Olhei para minha filhinha tão linda e indefesa e pensei: “Meu Deus, como pode uma médica dizer a uma criança para berrar.” Vivi em quatro países antes de Portugal, e em nenhum deles as crianças berram. Esta expressão é usada para referir-se aos animais. Mas parece que, para a Drª Graça, é também usada para as crianças, em Portugal.

Em silêncio, pedi desculpas para minha filhinha, que ela aguentasse firme e que muito em breve, sairíamos daquele lugar macabro.

Depois de retirarem a Leticia, se depararam com mais um problema, a placenta não se descolava. Em meio a tanta perda de sangue comecei a ter uma crise cianótica, mas me mantive lúcida e acordada, escutando o chorinho da minha filha. A Drª Graça tentava arrancar a placenta com toda sua força e com as unhas encravadas em minha barriga. A cada minuto perguntava se me fazia mal e eu sempre dizia que sentia as suas unhas. Aguentei ainda uns 30 minutos, que me pareceram longos, para a retirada da placenta. A Drª Graça jogou a placenta em cima de uma mesa ao meu lado. Fiquei com uma sensação estranhíssima, como a de estar fazendo parte de um abate de vacas, já que a própria Drª Graça pediu que minha Leticia berrasse.

Terminando sua função, a Drª Graça pediu a sua auxiliar que me fizesse os pontos. Para a minha sorte, vi um rosto conhecido. Tratava-se da Drª Rita. Era uma jovem médica que dias antes tinha me atendido na primeira consulta na MAC. Ela também me reconheceu e, diferente da Drª Graça, ela fez seu trabalho em silêncio e, quando terminou me disse: “Rosana, ficou muito bom. Você vai ficar bem logo. Muitas felicidades!”
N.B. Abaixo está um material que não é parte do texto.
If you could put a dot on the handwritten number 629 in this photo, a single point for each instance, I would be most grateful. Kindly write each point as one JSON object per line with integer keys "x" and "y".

Em meio aos tantos demónios existem sempre alguns anjos. Ainda bem!

Minhas visitas mensais na gravidez foram acompanhadas pela Drª Ilda Dias, a Enfermeira Cidália e toda a equipa de trabalho do posto de saúde de São João, extensão Júlia Moreira.

Foi uma escolha minha e do meu marido, optar pelo sistema público, depois de conhecer o profissionalismo daquela inteira equipa. Elas tinham nos cativado de uma certa maneira, que cheguei a dar uma entrevista para um telejornal sobre a qualidade dos serviços públicos de saúde em Portugal. Eis o porque da minha surpresa na MAC, considerada essa, a melhor maternidade do país.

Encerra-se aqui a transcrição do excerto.